Responding to Dov Zakheim (and Kori Schake), Nick Gvosdev over at The Washington Realist asks a great question:
"I am genuinely interested to know whether there is serious consideration about creating a pipeline that would take retiring active duty military officers who have many of the nation-building skills needed by State--as well as the relevant management experience, and oftentimes language and cultural expertise--and be able to transition them into the Department of State? After years of promises, the civilian response corps that was supposed to be able to step up to the plate has what, a few dozen people assigned to it?"

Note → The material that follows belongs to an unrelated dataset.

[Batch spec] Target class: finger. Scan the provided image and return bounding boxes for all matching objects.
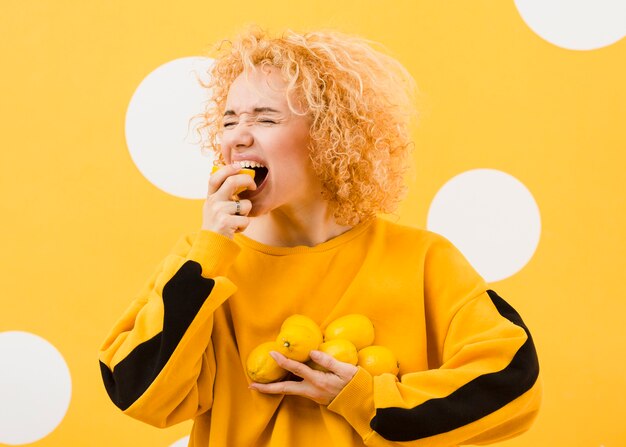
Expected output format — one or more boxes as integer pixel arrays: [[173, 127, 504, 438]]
[[270, 351, 319, 380], [310, 350, 358, 380], [249, 380, 306, 396], [233, 199, 252, 216]]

The answer is, yes, there was serious consideration of this idea, at least during the time I was there. Back in 2005-06, what Nick suggests was pushed and supported by the Policy Planning staff, among others, and seriously considered by Secretary Rice. The Foreign Service, however, hated it for obvious and unfortunate reasons. The thought that some military officer would move laterally into a mid-career diplomatic or civilian post in the State Department, jumping ahead of Foreign Service officers who had served their time stamping visas in Botswana or someplace, was a non-starter for the institutional Foreign Service. And needless to say, no military officer worth a damn would retire after a decade or so in uniform to stamp visas in Botswana with 24-year-olds fresh out of their A-100 class. Sadly, the idea never went anywhere.